After crushing Tamil rebels four years ago Sri Lanka expected to become South Asia’s tiger economy, but exuberance has given way to mediocre growth and fears of more trouble ahead.
The country was almost broke when troops defeated separatist Tamil Tigers in May 2009, but Colombo predicted that ending 37 years of bloodshed alone would jump-start the economy and make Sri Lanka the ‘Singapore of South Asia’.
‘Sri Lanka had a sudden opportunity at the end of the war, but we failed to leverage that,’ said opposition lawmaker Harsha de Silva. ‘Our policies were not conducive to attracting global investor attention.’
De Silva, who is also an economist, said the government’s reliance on state enterprises and the renationalistion of several privatised ventures in 2011 was a ‘knockout punch’ that discouraged investors.
The record 8.0 and 8.2 percent growth rates in the first two full years after the war gave way to a much slower 6.4 percent last year — slower than during some of the war years.
The government has predicted growth of around seven percent for 2013, but sources in the International Monetary Fund say that is too optimistic.
The IMF, which bailed out Sri Lanka with a $2.6 billion rescue package when foreign reserves hit rock bottom at the end of the war, is warning of a looming debt crisis and rising inflation.
On the eve of the celebrations marking the killing of Tamil Tiger leader Velupillai Prabhakaran on May 18, 2009, ending a protracted guerrilla war, the IMF country’s representative, Koshy Mathai, cautioned Colombo on the economy.
He said Sri Lanka’s revenue collection was among the lowest in Asia, public investment was also among the lowest and national debt at 80 percent of GDP was far too high.
Mathai has urged Sri Lanka to reform hugely loss-making state enterprises, including the electricity monopoly which raised tariffs by over 65 percent, a move that has sparked widespread protests from trade unions.
Charu Lata Hogg of the London-based Chatham House thinktank said most Sri Lankans had yet to enjoy the peace dividend.
‘Iniquitous development, sustained military expense… and an escalating price rise have together ensured that the life of the ordinary Sri Lankan has not improved,’ she told AFP.
Colombo is also under pressure from the West to probe alleged war crimes by its troops and to seal an autonomy deal with minority Tamils to ensure there is no sliding back to war.
Unhappy with the lack of progress on this front, the European Union has withdrawn tariff concessions from President Mahinda Rajapakse’s government.
Weaker exports coupled with higher imports saw Sri Lanka face one of its most lopsided balance of payments in 2011 with the trade deficit hitting a record $10 billion. It prompted a devaluation and an interest rate hike.

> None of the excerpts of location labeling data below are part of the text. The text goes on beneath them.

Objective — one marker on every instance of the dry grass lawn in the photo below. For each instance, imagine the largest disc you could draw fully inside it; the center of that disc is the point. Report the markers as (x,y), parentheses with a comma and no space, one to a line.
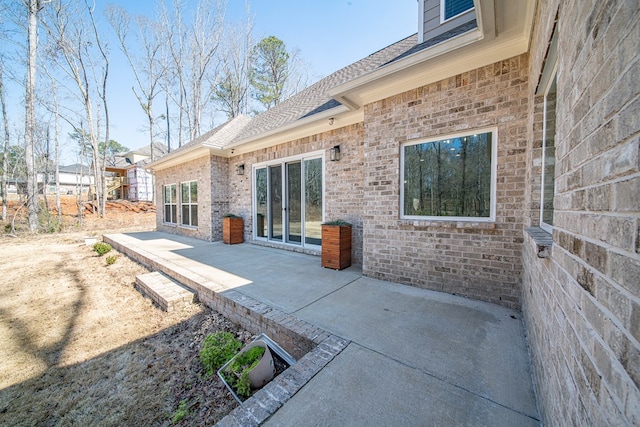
(80,346)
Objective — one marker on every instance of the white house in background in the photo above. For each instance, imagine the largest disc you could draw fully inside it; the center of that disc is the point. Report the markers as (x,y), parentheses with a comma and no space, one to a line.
(127,176)
(74,179)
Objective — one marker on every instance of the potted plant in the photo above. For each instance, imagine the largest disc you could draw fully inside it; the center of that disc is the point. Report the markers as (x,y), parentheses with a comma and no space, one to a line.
(336,244)
(250,369)
(232,229)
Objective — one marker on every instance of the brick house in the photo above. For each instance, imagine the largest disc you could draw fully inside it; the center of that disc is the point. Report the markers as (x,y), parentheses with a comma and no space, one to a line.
(493,155)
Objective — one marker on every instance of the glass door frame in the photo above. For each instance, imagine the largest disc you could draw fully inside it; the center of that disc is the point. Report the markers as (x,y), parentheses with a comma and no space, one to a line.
(283,162)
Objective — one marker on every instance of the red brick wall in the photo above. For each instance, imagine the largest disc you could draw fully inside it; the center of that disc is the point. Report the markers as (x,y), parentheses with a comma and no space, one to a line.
(478,260)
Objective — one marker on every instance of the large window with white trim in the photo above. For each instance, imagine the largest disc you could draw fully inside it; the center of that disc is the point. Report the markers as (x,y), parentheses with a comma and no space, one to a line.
(189,203)
(170,206)
(450,178)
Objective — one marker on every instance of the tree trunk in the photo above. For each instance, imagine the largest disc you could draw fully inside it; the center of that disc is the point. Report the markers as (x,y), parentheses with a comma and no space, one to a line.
(30,120)
(5,155)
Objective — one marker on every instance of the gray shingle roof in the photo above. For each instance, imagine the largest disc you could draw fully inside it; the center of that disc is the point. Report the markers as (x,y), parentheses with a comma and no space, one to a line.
(315,98)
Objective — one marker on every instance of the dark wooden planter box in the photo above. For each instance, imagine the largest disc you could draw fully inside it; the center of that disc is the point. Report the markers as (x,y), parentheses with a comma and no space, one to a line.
(336,246)
(232,230)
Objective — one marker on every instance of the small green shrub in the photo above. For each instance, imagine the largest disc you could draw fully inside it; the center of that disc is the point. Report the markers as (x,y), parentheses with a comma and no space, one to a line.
(101,248)
(217,349)
(181,412)
(237,373)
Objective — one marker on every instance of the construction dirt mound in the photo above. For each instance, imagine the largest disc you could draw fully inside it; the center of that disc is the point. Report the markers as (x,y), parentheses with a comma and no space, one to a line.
(81,214)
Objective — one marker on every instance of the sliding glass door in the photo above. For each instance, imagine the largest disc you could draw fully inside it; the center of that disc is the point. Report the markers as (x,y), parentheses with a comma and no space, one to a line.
(288,201)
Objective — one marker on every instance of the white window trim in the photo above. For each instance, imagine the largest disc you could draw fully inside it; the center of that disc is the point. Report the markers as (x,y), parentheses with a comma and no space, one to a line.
(175,202)
(282,161)
(442,12)
(181,223)
(546,227)
(494,175)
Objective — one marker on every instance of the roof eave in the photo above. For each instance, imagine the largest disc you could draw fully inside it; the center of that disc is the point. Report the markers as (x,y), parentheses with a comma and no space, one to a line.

The central bank admitted last week that all was not well and it was cutting its key lending rate by 50 basis points in a bid to revive growth.
The end of the war saw a revival in tourism, with hotels more than doubling their rates as the number of visitors to the tropical Indian ocean island broke the one million barrier.

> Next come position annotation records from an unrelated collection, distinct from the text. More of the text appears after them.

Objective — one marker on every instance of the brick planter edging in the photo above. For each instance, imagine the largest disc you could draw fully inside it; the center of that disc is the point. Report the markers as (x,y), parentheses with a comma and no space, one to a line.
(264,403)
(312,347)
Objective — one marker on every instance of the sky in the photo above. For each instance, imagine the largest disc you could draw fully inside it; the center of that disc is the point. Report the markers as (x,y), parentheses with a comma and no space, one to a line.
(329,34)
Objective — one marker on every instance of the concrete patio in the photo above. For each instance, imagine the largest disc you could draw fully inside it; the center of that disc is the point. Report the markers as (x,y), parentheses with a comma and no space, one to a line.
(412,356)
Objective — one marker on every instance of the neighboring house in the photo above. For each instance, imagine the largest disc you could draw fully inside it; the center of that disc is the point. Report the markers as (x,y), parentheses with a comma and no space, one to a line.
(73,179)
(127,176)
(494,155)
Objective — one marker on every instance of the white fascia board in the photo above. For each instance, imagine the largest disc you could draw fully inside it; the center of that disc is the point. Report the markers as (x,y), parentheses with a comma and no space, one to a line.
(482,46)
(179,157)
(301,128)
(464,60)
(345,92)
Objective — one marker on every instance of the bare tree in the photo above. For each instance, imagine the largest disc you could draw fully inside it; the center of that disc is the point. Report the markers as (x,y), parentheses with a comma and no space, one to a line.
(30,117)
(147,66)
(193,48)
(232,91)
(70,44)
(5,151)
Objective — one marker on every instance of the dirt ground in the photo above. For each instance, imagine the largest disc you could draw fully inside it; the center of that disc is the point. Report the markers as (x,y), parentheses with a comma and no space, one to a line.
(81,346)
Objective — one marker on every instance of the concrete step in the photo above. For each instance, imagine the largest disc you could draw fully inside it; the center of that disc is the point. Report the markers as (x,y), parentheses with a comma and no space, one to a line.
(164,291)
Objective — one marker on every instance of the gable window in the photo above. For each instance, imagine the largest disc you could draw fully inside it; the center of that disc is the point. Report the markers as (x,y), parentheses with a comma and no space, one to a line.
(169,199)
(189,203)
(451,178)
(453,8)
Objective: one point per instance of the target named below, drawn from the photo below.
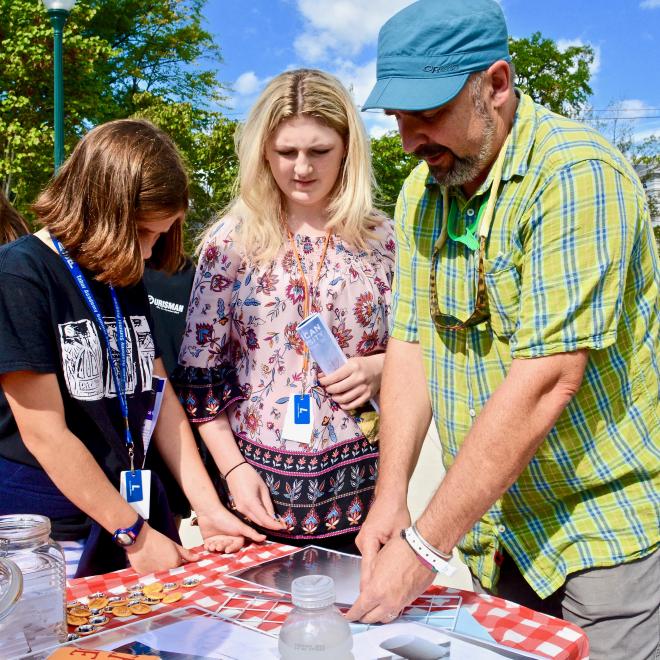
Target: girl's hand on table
(252, 497)
(222, 531)
(153, 551)
(355, 382)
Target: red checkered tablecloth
(508, 623)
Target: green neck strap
(469, 236)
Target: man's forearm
(503, 440)
(406, 415)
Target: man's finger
(187, 555)
(360, 607)
(369, 548)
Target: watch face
(124, 538)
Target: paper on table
(419, 638)
(211, 638)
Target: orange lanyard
(307, 300)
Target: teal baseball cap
(427, 51)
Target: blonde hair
(257, 208)
(118, 170)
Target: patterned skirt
(318, 495)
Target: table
(508, 623)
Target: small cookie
(173, 597)
(191, 581)
(140, 608)
(76, 620)
(80, 610)
(86, 629)
(99, 620)
(121, 611)
(98, 603)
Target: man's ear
(499, 75)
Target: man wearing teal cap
(526, 324)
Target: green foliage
(121, 58)
(26, 91)
(206, 141)
(644, 154)
(391, 167)
(557, 79)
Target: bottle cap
(313, 591)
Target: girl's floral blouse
(241, 351)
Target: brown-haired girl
(71, 419)
(12, 224)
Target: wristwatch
(431, 557)
(127, 537)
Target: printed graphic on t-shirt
(82, 358)
(146, 349)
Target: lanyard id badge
(299, 419)
(135, 488)
(134, 485)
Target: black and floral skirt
(317, 494)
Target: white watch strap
(443, 567)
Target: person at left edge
(120, 198)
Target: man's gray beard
(468, 168)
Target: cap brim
(414, 94)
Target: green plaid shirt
(570, 264)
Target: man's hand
(224, 532)
(252, 498)
(385, 521)
(397, 578)
(153, 551)
(355, 382)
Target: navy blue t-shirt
(46, 327)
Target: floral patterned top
(241, 352)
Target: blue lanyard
(118, 379)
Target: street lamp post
(58, 11)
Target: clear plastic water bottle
(315, 629)
(32, 586)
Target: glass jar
(32, 586)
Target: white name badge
(299, 419)
(135, 488)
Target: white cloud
(341, 27)
(563, 44)
(247, 83)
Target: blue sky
(260, 38)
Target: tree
(26, 91)
(206, 141)
(391, 166)
(557, 79)
(121, 58)
(643, 154)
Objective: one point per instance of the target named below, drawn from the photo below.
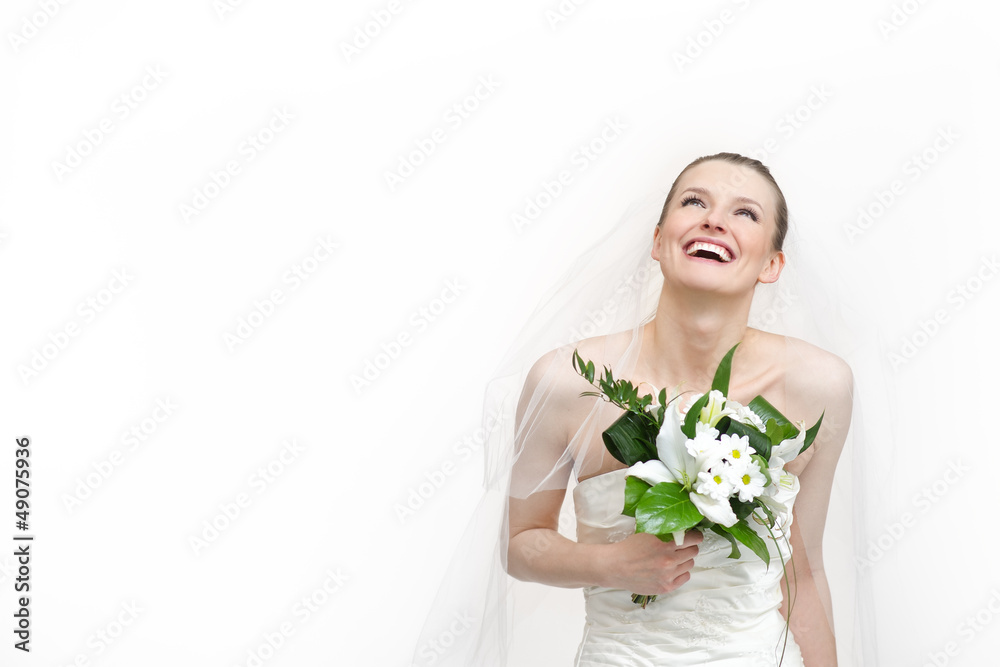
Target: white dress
(726, 614)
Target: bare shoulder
(816, 371)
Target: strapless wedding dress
(725, 615)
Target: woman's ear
(772, 269)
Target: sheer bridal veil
(481, 616)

Murtaza Jafferjee, an analyst at Colombo-based JB Securities, said tourism was important, but its contribution to GDP was minor compared to the struggling manufacturing and agricultural sectors.
‘Tourism is important… but it’s not going to save the economy,’ he told AFP.
Independent economist Channa Amaratunga said the global slowdown had also affected Sri Lanka.
‘There is a lot of infrastructure work in war-affected areas, but the private investment is not enough,’ Amaratunga said.
‘There were unrealistic expectations of 10 percent growth at the end of the war. It is more tempered now.’